Architecturally parallel to Hermes Agent: same multi-platform gateway + skills + tools + session pattern, different language (TypeScript vs Python) and different design philosophy (composition-based adapters vs inheritance-based ABC). OpenClaw has stricter plugin boundaries and a richer native companion app story; Hermes Agent has a built-in learning loop and RL training infrastructure.
The channel adapter pattern is a typed variant of the plugin composition approach described in managed agents architecture — tools and capabilities compose without inheritance.
Skills system parallels Hermes Agent’s SKILL.md format and the agent learning loop pattern, though OpenClaw’s skills are not self-created by the agent (they’re authored by users or shipped by plugins).
The gateway-as-control-plane design echoes the brain-hands decoupling pattern: reasoning (agent runtime) and execution (channel adapters, tool backends, nodes) are separated behind stable typed interfaces.
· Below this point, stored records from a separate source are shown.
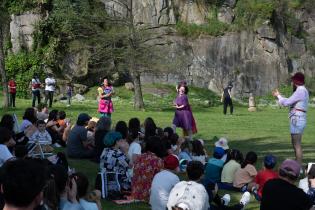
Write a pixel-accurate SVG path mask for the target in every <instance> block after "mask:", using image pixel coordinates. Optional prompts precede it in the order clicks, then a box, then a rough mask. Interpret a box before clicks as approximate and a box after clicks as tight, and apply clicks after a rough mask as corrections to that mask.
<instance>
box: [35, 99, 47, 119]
mask: <svg viewBox="0 0 315 210" xmlns="http://www.w3.org/2000/svg"><path fill="white" fill-rule="evenodd" d="M48 113H49V112H48V106H47V104H43V103H40V104H38V105H37V119H38V120H44V121H45V120H47V119H48Z"/></svg>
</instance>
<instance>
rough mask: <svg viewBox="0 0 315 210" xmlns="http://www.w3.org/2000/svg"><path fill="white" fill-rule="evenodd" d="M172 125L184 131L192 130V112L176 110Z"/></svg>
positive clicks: (183, 110)
mask: <svg viewBox="0 0 315 210" xmlns="http://www.w3.org/2000/svg"><path fill="white" fill-rule="evenodd" d="M173 124H174V125H176V127H180V128H183V129H184V130H192V112H191V111H190V110H187V109H186V110H185V109H183V110H176V111H175V116H174V119H173Z"/></svg>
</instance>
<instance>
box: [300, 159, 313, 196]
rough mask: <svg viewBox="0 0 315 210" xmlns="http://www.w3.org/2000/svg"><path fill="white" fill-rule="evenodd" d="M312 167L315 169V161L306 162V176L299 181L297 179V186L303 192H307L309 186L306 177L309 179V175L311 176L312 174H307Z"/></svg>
mask: <svg viewBox="0 0 315 210" xmlns="http://www.w3.org/2000/svg"><path fill="white" fill-rule="evenodd" d="M312 168H314V170H315V163H308V164H307V165H306V167H305V176H306V177H305V178H304V179H300V181H299V188H300V189H302V190H303V191H304V192H305V193H307V192H308V190H309V187H310V186H309V180H308V179H309V177H312V175H311V176H309V174H310V172H311V169H312ZM312 171H313V170H312Z"/></svg>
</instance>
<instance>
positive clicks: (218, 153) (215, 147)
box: [213, 147, 225, 159]
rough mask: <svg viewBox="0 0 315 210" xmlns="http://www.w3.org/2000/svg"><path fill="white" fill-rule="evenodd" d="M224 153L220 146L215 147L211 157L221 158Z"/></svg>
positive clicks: (222, 155)
mask: <svg viewBox="0 0 315 210" xmlns="http://www.w3.org/2000/svg"><path fill="white" fill-rule="evenodd" d="M224 154H225V151H224V149H223V148H222V147H215V148H214V151H213V157H216V158H218V159H220V158H222V157H223V155H224Z"/></svg>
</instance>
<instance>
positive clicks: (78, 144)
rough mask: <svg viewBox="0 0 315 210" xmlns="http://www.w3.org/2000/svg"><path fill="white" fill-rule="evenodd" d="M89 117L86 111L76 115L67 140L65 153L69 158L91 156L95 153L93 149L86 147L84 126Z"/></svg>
mask: <svg viewBox="0 0 315 210" xmlns="http://www.w3.org/2000/svg"><path fill="white" fill-rule="evenodd" d="M90 119H91V117H90V116H89V115H88V114H86V113H81V114H79V116H78V119H77V123H76V125H75V126H74V127H73V128H72V130H71V131H70V133H69V137H68V140H67V155H68V156H69V157H70V158H93V157H94V155H95V151H94V149H88V148H87V147H86V146H87V145H88V143H89V142H88V141H87V129H86V128H85V127H86V126H87V125H88V123H89V121H90Z"/></svg>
Context compaction mirrors context window compression — auto-summarizing when approaching limits, preserving recent context, keeping cached prefixes stable. OpenClaw adds staged summarization for large histories and an identifier preservation policy.
The dreaming system (memory-core plugin) implements sleep-phase memory consolidation — three-phase offline consolidation (light/REM/deep) with evidence accumulation thresholds before durable promotion. This is the offline complement to the agent learning loop.
Tool loop detection uses content-aware result hashing to distinguish legitimate polling from stuck loops, with four independent detectors and escalating response (warn -> critical -> circuit break).
The agent exec policy implements three-axis human-in-the-loop tool approval (security x ask x fallback) with fail-closed composition across host and session policies.
Two-tier model failover extends the credential pool pattern: auth profile rotation (inner loop) + model fallback chain (outer loop) + cooldown probing near expiry.